During a visit to Yangon, Telenor Group President and CEO Jon Fredrik Baksaas said that Telenor’s Yangon network is currently “not complete enough,” but the ongoing addition of base signal stations would soon bring an end to incomplete coverage and the rationing of SIM cards.
Baksaas said that the Norwegian firm’s biggest challenges were getting access to land to build signal-carrying base stations, sufficient electricity to power their transmitters and the high traffic volume and concentration of usage hotspots that require further expansion.
He cited the difficult logistics of getting access to base stations in Myanmar, saying, “different working conditions than in Nordic countries” exist in the Southeast Asian nation.
Telenor Myanmar CEO Petter Furberg said that on Telenor’s late September launch it had in Yangon 348 operating stations, which presently surpassed 400, but that creating a complete network will require 800 stations.
The telecoms firm is adding 50 to 100 stations per month in Myanmar’s commercial hub, he added.

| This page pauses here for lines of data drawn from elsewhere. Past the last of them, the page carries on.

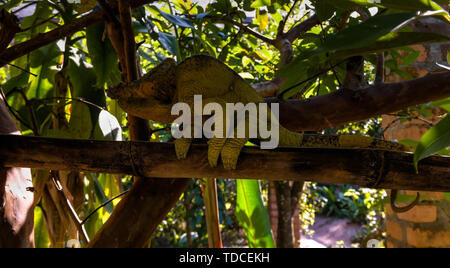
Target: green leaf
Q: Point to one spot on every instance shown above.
(10, 4)
(109, 126)
(43, 62)
(394, 4)
(83, 81)
(182, 22)
(447, 195)
(261, 3)
(324, 10)
(103, 56)
(80, 124)
(170, 43)
(437, 138)
(366, 33)
(100, 193)
(340, 47)
(41, 239)
(262, 19)
(252, 214)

There has been significant reselling of Telenor SIM cards on the black market for several times their base value, while many shops in Yangon have run out of cards. Cards bought from official resellers cost K1,500 ($1.5), but the low supply has led to them being sold for as much as K5,000.
However, Furberg said customers can recover the same number in case of losing a SIM card if it was bought from authorised sellers with proper paperwork.

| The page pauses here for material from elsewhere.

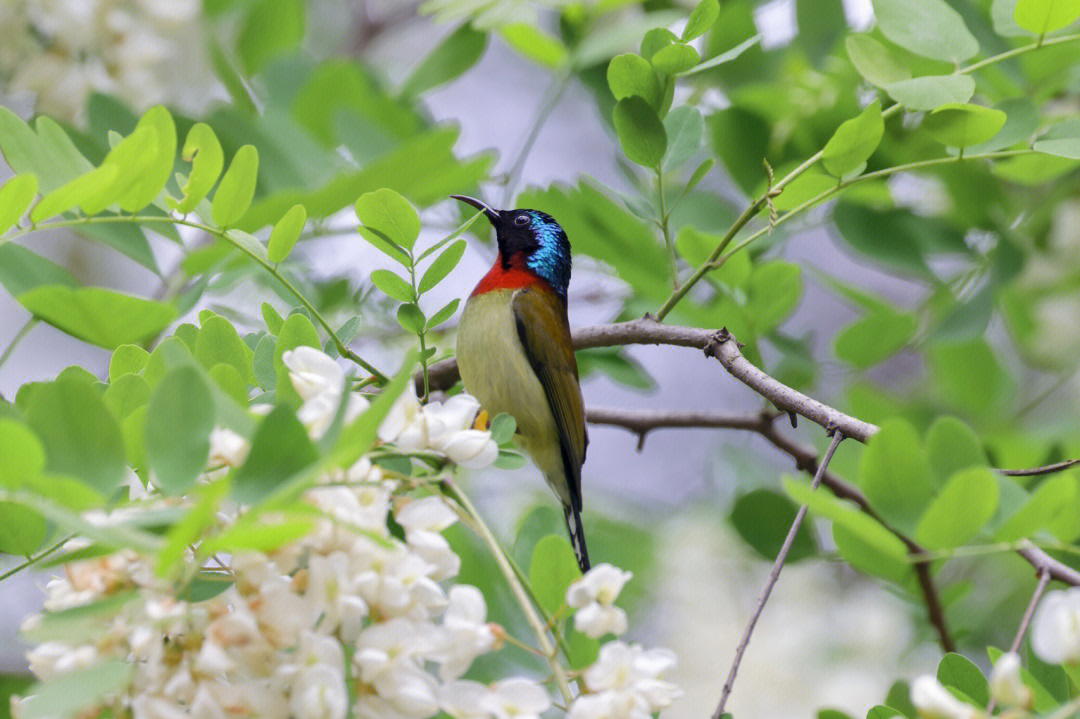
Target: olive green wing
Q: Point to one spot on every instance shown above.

He said Telenor was trying to keep its SIM cards from being sold on the black market, but that there was a limit as to how far they could control the situation.

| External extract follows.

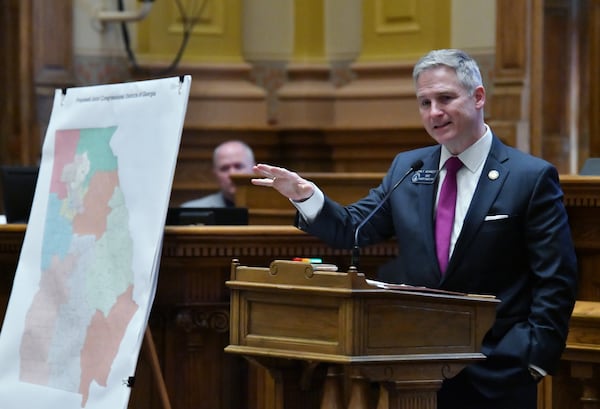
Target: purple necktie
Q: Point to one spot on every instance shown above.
(444, 219)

“We are in a bit of a dilemma. When you go to the shops, they will scream ‘we want more SIM cards,’ at the same time we have our customers, and even the group CEO [Baksaas], saying the network isn’t good enough.”
Without giving an exact figure, Furberg said Telenor has sold “more than 2 million” SIM cards in Myanmar until now.
Taxes have also been a point of contention between Telenor and the government. After Myanmar made moves to tax the telecom industry at 5 percent this April, Telenor entered into multiple discussions regarding collections.
According to Furberg, some competitors are not collecting the tax, leading Telenor to redistribute the taxes in the form of top-up bonuses.
With the rise of the private telecom industry, there has also been an overall data crunch in terms of international communications cables, compounded by the issue that foreign content providers have yet to locate data centres inside Myanmar.
Currently, Telenor leases capacity from MPT on two cables – one to China and one to Thailand – but the telecoms firm is in the process of constructing its own cable into Thailand to ease reliance on its competitor, Furberg said.